L’utérus est composé de deux tissus : l’endomètre, et le myomètre, qui est un muscle. Parmi les nombreuses pathologies spécifiques de la femme, il y a l’endométriose. Elle est caractérisée par la migration au-delà de la cavité utérine de tissus possédant les caractères morphologiques et fonctionnels de l’endomètre. L’origine de cette maladie est mal connue.
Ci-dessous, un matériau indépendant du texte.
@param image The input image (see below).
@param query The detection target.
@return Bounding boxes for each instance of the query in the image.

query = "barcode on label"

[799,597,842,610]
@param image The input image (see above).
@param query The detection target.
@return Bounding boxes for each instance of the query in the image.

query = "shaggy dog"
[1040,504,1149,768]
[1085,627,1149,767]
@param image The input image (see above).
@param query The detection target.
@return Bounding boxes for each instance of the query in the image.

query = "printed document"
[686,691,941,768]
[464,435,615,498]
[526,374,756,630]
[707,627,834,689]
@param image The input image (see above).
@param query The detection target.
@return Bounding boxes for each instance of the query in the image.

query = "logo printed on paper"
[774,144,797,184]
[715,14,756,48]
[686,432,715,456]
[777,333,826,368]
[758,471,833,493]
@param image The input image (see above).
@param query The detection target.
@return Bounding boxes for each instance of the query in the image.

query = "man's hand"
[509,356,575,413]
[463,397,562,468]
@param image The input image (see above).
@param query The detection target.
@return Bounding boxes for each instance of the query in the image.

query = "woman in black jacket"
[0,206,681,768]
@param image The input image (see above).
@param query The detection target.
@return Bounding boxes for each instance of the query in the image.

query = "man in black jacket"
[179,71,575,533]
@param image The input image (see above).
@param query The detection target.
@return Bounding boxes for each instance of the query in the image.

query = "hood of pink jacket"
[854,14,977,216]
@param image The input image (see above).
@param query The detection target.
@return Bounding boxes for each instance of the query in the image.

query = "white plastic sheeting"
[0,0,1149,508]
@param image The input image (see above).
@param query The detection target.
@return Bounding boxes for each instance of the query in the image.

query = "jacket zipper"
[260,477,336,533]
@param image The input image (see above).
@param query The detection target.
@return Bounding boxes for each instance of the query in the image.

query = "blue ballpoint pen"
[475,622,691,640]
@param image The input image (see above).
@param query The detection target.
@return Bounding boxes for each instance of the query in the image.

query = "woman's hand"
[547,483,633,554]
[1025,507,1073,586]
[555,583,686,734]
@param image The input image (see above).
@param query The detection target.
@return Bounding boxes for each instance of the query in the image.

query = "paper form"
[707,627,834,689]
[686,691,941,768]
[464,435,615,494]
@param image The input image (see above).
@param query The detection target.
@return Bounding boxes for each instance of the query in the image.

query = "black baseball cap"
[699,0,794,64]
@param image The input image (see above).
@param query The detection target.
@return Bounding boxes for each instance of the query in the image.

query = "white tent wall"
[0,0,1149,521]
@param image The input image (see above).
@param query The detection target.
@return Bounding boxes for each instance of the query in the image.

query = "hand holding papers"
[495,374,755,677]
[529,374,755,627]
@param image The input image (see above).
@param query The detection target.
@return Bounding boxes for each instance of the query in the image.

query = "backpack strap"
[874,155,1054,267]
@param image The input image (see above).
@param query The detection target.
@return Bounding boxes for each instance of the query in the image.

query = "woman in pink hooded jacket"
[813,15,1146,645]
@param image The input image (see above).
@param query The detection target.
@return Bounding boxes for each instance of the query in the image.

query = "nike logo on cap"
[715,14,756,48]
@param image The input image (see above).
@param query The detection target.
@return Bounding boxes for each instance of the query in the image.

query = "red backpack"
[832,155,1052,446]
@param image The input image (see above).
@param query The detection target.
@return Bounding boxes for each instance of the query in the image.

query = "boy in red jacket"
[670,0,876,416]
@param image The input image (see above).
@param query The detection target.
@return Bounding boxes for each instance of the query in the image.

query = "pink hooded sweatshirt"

Cette pathologie se décline en deux formes selon les zones atteintes par du tissu utérin :

  • l’endométriose interne, qui touche le muscle utérin ;
  • l’endométriose externe, qui touche le péritoine (un tissu entourant les organes abdominaux) et les ovaires.

Epidémiologie

Il est actuellement impossible de savoir précisément combien de femmes sont touchées par cette pathologie. En effet, le diagnostic de cette affection impose non seulement la visualisation complète du pelvis, mais aussi la biopsie des lésions pour être certain de leur nature. Néanmoins, on estime que 10 pourcent des femmes souffrent d'endométriose en France. Pourtant, toutes ne sont pas diagnostiquées, car il s’agirait de formes peu étendues. L’endométriose est responsable de près de la moitié des règles douloureuses (dysménorrhées). Sa fréquence augmente avec l'âge et elle touche principalement les femmes vers l’âge de trente ans. Elle peut néanmoins se rencontrer chez l'adolescente. Elle est plus rare en cas de prise d'une contraception œstro-progestative, et plus fréquente en cas de ménopause tardive ou chez les femmes ayant eu leurs premières règles tôt.

Une maladie évolutive

L’endométriose n’est pas une affection maligne, mais elle est évolutive. Toutes les particules de muqueuse utérine qui vont migrer en dehors de leur zone normale d’occupation vont être soumises aux mêmes modifications au cours du cycle menstruel que les cellules utérines. Des saignements vont donc apparaître à partir des îlots de cellules utérines ayant migré, par exemple dans les ovaires ou dans le péritoine. L’endométriose est une pathologie hormono-dépendante : elle va évoluer au rythme des cycles de la femme.

Symptômes

Cette pathologie provoque quasiment dans tous les cas des troubles tels que douleurs pelviennes chroniques, cycliques ou permanentes. Au début de la maladie, elles ont essentiellement lieu lors des règles, dans certaines situations comme la miction ou la défécation, ou encore après un rapport sexuel. Néanmoins, une douleur très intense n’est pas forcément le signe d’une atteinte grave, et inversement. Il est à noter qu’une grande fatigue et des fluctuations de l’humeur assez intenses peuvent également survenir.

Endométriose et stérilité

La stérilité existe chez 30 à 50 pourcent des femmes souffrant d’endométriose. La maturation de l’ovule, l’ovulation et la fécondation peuvent être rendues difficiles par les inflammations répétées induites par l’endométriose, et donc contribuer à l’infertilité chez la femme atteinte.

Diagnostic

Suite à un entretien avec la patiente, des examens peuvent être mis en place afin de confirmer le diagnostic du médecin. L’échographie permet d’identifier les éventuels kystes d’endométriose présents sur les ovaires. Une IRM (Imagerie par Résonance Magnétique) permet également de mettre en évidence des foyers d’endométriose. Il existe également comme méthode de diagnostic la laparoscopie, qui consiste à explorer la cavité abdominale à l’aide d’une caméra, après avoir légèrement incisé l’abdomen.

Traitements

L’utilisation d’antalgiques permet la disparition des symptômes et des troubles.
Un traitement hormonal ciblé est préconisé pour « assécher » les foyers d’endométriose, en inhibant la synthèse d’estrogènes et de progestatifs. Ce traitement peut être un progestatif à forte dose, un oestroprogestatif à forte dose (pilule), ou un traitement créant une ménopause transitoire. L’ablation chirurgicale au laser de l’endométriose est également une solution, comme l’hystérectomie ou ablation de l’utérus.